The XaaS business model offers benefits to both vendors and customers; for customers, the main benefits include ease of deployment and maintenance, lower costs, flexibility, and increased business agility. For vendors, embracing XaaS enables faster market penetration, stabler revenue, more upsell opportunities, and improved customer retention. For these reasons, XaaS business models are becoming increasingly prevalent among IoT technology providers. As more than 80% of stakeholders express interest in the sensor-as-a-service business model, we ask a fundamental question: Is the sensor-as-a-service business model a good fit for every IoT sensor vendor?
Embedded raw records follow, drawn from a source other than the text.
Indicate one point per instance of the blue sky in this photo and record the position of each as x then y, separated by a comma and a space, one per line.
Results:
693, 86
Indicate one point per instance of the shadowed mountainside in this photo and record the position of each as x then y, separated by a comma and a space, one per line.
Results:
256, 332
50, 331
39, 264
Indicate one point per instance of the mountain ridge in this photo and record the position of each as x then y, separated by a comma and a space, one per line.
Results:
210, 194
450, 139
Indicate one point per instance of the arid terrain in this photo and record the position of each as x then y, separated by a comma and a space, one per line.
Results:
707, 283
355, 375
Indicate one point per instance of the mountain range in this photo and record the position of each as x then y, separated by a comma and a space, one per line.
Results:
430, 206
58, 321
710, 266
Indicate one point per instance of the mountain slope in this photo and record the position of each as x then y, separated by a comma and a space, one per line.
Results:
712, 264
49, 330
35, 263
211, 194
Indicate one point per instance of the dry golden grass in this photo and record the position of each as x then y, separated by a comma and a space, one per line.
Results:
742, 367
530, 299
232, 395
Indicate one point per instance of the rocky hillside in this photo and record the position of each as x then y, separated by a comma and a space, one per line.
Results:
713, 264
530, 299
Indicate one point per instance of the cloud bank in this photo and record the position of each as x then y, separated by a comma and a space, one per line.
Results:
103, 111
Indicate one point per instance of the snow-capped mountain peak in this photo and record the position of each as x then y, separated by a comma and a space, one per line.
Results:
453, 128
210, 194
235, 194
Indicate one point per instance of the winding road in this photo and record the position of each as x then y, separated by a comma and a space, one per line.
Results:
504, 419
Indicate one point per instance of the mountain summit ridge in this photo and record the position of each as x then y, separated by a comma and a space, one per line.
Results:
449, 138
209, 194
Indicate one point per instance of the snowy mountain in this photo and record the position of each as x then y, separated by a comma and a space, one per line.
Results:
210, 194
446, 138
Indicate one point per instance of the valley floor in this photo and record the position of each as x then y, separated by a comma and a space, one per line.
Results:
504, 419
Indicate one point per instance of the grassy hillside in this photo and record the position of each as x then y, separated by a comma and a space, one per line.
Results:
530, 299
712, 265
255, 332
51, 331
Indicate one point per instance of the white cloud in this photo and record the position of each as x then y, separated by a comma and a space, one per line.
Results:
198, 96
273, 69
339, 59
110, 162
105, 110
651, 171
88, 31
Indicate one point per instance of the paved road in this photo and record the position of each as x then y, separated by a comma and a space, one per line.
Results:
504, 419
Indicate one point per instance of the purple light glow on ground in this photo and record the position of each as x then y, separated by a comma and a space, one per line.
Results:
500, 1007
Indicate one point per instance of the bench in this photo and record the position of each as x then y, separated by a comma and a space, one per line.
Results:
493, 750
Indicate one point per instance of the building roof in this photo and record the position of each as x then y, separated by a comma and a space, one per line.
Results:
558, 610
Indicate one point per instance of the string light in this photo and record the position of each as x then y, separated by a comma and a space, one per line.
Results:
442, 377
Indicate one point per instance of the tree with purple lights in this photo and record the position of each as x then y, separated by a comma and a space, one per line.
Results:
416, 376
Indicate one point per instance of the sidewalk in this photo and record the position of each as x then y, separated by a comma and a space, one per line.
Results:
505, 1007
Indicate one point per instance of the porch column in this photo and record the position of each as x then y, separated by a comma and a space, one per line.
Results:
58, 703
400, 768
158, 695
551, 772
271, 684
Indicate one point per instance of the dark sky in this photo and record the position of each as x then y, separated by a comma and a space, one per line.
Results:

To be successful with sensor-as-a-service business models, vendors should strive to offer a greater number of as well as unique features. In addition to the general benefits highlighted above, vendors will have to go above and beyond to offer other incentives and adopt suitable strategies, such as:
1. Access to complex infrastructure
For many wireless IoT sensors, setting up and maintaining access to the network infrastructures on an ongoing basis can be challenging. For example, in logistics applications, sensors are frequently transported across international boundaries, which can be hard for clients to deploy, as multiple communication technologies and carriers are required. By offering these sensors as a service, vendors can significantly reduce the barriers to using these sensors for customers.
Nexxiot's sensors provide access to various communication protocols that allow for continuous data gathering on global assets. The company offers sensors as a service for global asset tracking, which helps clients obtain real-time insights into location, status, conditions, and events related to their assets. With pre-established access to global networks, Nexxiot's solution eliminates miscellaneous work for its clients.
2. Access to exhaustive analytics and computing power
While much of the sensor data is increasingly being processed at the edge, the volume, velocity, and complexity of data make cloud computing essential. By offering sensors as a service, clients can leverage powerful cloud computing to offer quicker insights to customers.
Breeze Technologies needs exhaustive cloud computing power to model city-level air quality and emissions. The company is an air quality sensor developer; it offers outdoor air quality sensors through its sensor-as-a-service business model. Its subscription-based service charges users recurring fees for using the sensors and access to insights from the cloud-based analytics platform. Breeze Technologies' solution eliminates the work of setting up local computing systems.
3. Avoid competing with incumbent IoT platforms
Sensor developers need to recognize that they also face competition from incumbent IoT platforms – a fairly crowded space – thereby creating a challenging environment for sensor developers to prevail through offering the sensors as a service. However, sensor companies embracing sensor as a service can target unique emerging use cases and thus differentiate themselves from the rest of the IoT platforms landscape.
Xandar Kardian's sensor solutions require unique IoT platforms. The company offers ultra-wideband radar sensors for continuous activity and vital sign monitoring applications as part of its subscription service. Its IoT platform uses proprietary algorithms to analyze the data, thereby revealing occupants' status (e.g., location, activity, and vital signs) within the monitored spaces. By targeting a unique and emerging application that none of the IoT platforms are tackling, Xadar Kardian has managed to prevail in the marketplace via its sensor-as-a-service business model.
The XaaS model has been gaining traction in multiple industries, and IoT sensing vendors are the latest stakeholders exploring the use of XaaS. However, those interested should be aware that, to be successful with XaaS business models in the IoT sensors space, they should offer additional incentives to customers and differentiate themselves from other established IoT platform providers.